The US dollar's performance against foreign currencies has been pretty impressive. First, there is its performance against the Japanese yen. The dollar went to its highest level since February last week where the exchange of USD/JPY settled down at 107.623. This was an increase of 0.290 or around +0.27%.
This increase is because of the widening spread between U.S. Government Bonds and Japanese Government Bonds (JGBs). This made investing US dollars an attractive idea and investors finally went past the ‘Trump Risk’ factor which is the current uncertainty about US President Trump's policies.
In addition, the Japanese yen did not respond as much to the US-Japan summit. Trump and Japanese Prime Minister Shinzo Abe agreed to increase trade consultations between the two countries.
AUD and NZD Take A Hit
The two other major currencies that the US dollar performed well against were the Australian and New Zealand dollar.
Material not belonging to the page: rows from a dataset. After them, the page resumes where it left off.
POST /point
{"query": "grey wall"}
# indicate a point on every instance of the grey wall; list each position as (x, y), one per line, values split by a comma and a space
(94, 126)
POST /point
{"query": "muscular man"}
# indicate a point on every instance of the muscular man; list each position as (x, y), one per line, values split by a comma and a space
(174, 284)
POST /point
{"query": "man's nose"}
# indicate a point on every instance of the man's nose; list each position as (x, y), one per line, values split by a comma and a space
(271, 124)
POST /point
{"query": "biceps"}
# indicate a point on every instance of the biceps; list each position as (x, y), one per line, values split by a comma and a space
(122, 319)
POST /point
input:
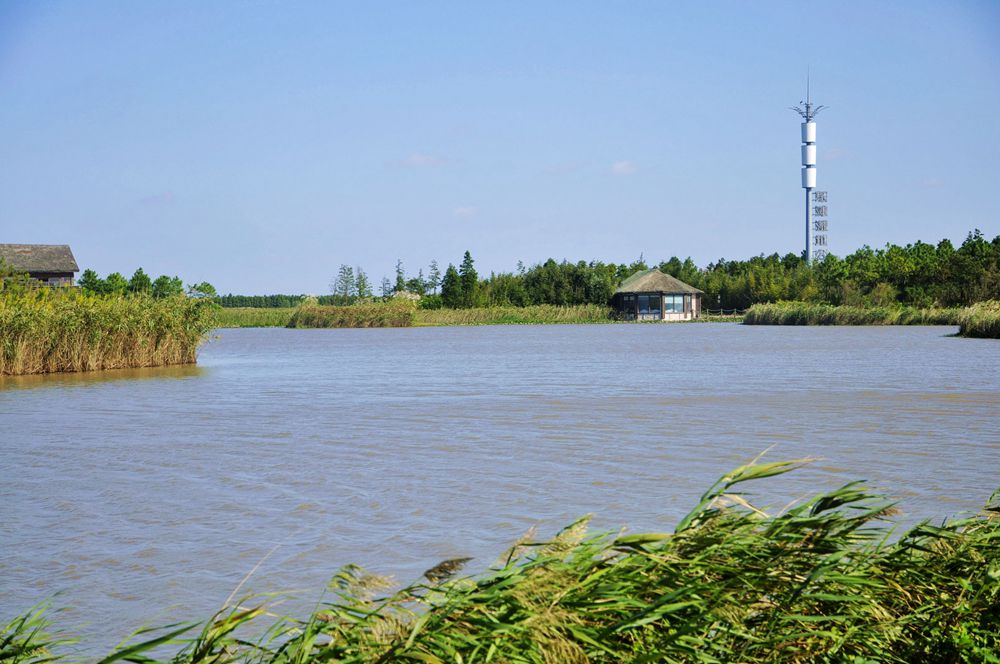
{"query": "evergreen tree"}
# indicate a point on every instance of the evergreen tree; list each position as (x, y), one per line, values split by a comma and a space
(203, 289)
(344, 286)
(140, 282)
(400, 276)
(363, 286)
(165, 286)
(434, 278)
(90, 282)
(115, 284)
(417, 284)
(469, 281)
(451, 288)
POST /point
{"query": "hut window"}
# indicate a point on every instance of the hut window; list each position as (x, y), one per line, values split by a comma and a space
(649, 304)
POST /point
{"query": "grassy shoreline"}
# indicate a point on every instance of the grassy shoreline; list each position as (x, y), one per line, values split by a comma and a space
(235, 317)
(47, 331)
(819, 581)
(980, 320)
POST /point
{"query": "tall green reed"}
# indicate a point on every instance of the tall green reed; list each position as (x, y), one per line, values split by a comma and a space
(820, 581)
(807, 313)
This came as a bit of a surprise since both currencies were initially driven higher by increasing commodity prices. However, increasing US interest rates hit their performance hard coupled with the one-two punch of the economic data coming out from China showing weaker performance and a drop in Chinese stocks. The AUD/USD dropped to 0.7669, which is a decrease of 1.16% while the NZD/USD finished at 0.7205, a 1.99% decrease.
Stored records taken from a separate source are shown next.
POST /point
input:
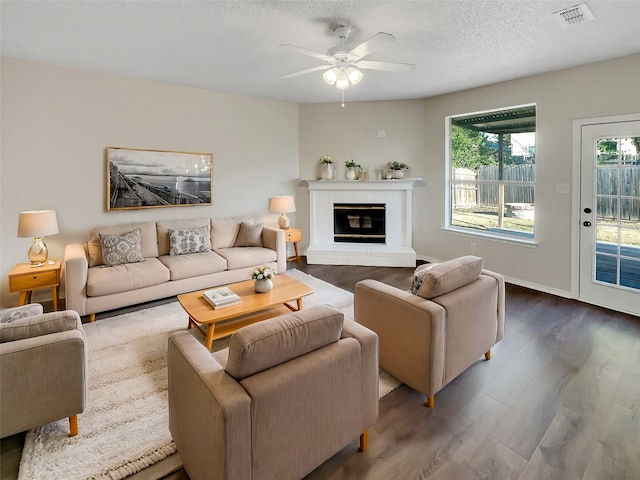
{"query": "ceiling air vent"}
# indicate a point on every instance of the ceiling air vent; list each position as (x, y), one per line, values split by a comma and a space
(574, 15)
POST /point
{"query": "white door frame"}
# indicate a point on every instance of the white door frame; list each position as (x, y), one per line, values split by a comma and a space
(575, 194)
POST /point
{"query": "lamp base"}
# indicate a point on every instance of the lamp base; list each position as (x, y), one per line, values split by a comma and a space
(283, 221)
(38, 253)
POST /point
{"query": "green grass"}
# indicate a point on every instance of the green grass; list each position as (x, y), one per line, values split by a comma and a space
(486, 218)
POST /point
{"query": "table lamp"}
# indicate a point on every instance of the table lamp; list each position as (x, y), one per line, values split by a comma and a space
(283, 204)
(37, 224)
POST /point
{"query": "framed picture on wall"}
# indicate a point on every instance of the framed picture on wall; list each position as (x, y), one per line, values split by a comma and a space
(157, 178)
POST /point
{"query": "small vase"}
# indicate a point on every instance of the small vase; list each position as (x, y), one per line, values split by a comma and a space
(263, 285)
(326, 171)
(350, 174)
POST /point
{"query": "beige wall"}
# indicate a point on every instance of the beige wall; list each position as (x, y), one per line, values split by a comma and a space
(415, 134)
(57, 122)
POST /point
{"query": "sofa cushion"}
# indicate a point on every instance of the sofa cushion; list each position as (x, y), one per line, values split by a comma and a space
(249, 235)
(447, 276)
(38, 325)
(122, 278)
(193, 240)
(245, 257)
(224, 231)
(193, 264)
(162, 231)
(121, 249)
(266, 344)
(148, 240)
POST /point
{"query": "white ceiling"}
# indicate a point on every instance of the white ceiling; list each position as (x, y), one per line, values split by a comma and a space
(232, 46)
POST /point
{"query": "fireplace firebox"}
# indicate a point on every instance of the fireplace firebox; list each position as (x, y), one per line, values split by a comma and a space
(359, 222)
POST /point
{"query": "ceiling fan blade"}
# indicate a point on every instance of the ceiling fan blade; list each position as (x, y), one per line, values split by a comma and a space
(387, 66)
(308, 70)
(304, 51)
(379, 40)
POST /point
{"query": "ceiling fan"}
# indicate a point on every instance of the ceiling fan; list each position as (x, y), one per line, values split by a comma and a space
(343, 66)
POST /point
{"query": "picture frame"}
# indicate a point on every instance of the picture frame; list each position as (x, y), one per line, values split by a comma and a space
(138, 178)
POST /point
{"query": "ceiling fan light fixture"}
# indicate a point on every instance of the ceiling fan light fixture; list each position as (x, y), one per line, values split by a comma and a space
(330, 76)
(342, 82)
(354, 75)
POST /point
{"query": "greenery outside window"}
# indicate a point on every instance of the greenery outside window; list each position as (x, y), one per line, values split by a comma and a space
(491, 173)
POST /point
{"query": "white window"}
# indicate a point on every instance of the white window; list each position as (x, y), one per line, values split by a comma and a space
(491, 173)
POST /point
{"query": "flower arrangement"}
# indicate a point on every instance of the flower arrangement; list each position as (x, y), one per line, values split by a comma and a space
(261, 272)
(352, 164)
(397, 166)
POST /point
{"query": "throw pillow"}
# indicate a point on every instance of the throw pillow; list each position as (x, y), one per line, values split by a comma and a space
(14, 313)
(39, 325)
(418, 277)
(193, 240)
(118, 250)
(250, 235)
(450, 275)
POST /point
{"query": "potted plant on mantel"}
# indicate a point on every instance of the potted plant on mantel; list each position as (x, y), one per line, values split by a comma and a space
(397, 169)
(326, 167)
(351, 173)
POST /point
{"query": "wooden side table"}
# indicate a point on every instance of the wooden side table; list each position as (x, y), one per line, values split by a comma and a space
(24, 278)
(293, 235)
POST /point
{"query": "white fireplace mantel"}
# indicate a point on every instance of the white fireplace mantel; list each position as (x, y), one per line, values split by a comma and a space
(395, 194)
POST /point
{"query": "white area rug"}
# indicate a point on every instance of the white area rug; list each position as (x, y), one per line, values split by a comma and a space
(125, 427)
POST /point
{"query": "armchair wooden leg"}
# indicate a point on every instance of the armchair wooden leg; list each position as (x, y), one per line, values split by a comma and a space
(73, 425)
(364, 441)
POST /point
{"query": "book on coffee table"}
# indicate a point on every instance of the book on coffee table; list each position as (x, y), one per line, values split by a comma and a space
(221, 297)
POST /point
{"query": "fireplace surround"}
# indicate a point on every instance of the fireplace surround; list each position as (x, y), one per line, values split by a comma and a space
(395, 249)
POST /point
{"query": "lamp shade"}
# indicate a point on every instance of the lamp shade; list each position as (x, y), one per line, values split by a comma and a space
(282, 204)
(37, 223)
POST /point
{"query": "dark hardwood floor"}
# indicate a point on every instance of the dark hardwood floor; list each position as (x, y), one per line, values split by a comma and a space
(559, 399)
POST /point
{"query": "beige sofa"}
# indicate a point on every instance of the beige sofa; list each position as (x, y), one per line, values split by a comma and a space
(43, 366)
(454, 316)
(286, 395)
(231, 248)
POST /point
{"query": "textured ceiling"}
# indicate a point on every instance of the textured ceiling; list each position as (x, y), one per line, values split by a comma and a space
(232, 46)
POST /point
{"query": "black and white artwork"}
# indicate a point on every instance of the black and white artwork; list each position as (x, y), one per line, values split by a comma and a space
(157, 178)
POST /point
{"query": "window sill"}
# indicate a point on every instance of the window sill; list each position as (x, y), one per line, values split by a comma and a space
(510, 239)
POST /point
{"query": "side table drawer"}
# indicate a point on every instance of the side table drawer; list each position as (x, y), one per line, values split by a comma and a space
(293, 236)
(29, 282)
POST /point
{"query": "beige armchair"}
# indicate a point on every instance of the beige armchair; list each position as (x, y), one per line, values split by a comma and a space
(429, 337)
(43, 368)
(286, 395)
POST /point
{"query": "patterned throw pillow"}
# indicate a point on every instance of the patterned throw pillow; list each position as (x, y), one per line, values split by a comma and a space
(194, 240)
(250, 235)
(118, 250)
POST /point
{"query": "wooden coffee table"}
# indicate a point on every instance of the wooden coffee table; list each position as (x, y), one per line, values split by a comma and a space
(255, 307)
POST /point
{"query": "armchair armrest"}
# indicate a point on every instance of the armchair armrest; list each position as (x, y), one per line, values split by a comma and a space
(76, 265)
(368, 340)
(209, 412)
(501, 302)
(44, 379)
(409, 324)
(273, 238)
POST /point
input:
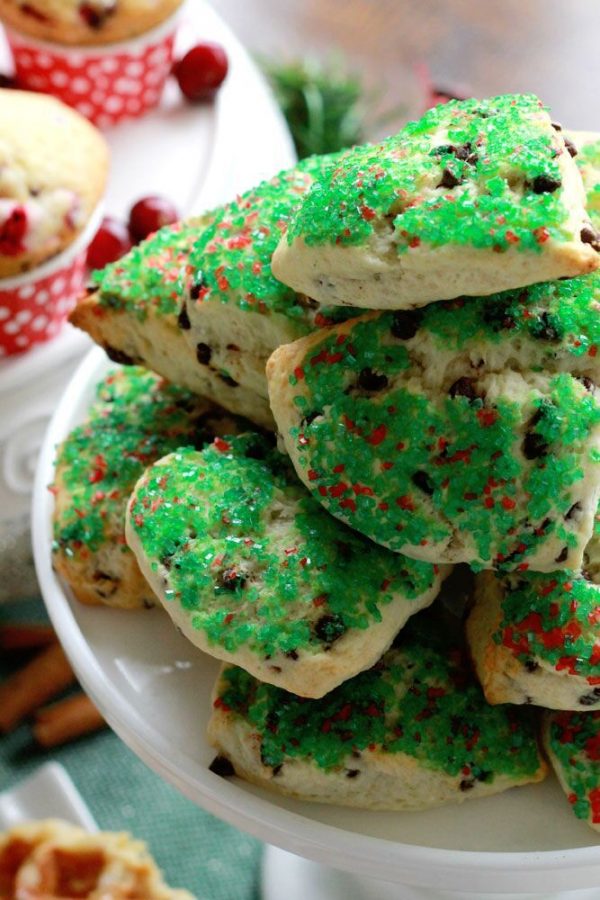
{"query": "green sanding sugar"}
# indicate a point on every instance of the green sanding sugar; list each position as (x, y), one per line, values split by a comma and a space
(149, 276)
(136, 419)
(416, 701)
(231, 259)
(254, 560)
(555, 318)
(406, 466)
(553, 618)
(575, 742)
(481, 173)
The AUD got no help as the Australia's Reserve Bank revealed that it was in no hurry to raise rates in its Policy Minutes. The Employment Change report in Australia also showed slower hiring rates which also contributed to the weak AUD. The US dollar is expected to continue to strengthen this week as well.
The US Fed Reserve confirmed that their projected rate increases are set to happen three times this year based on the latest data predictions from the Central Bank.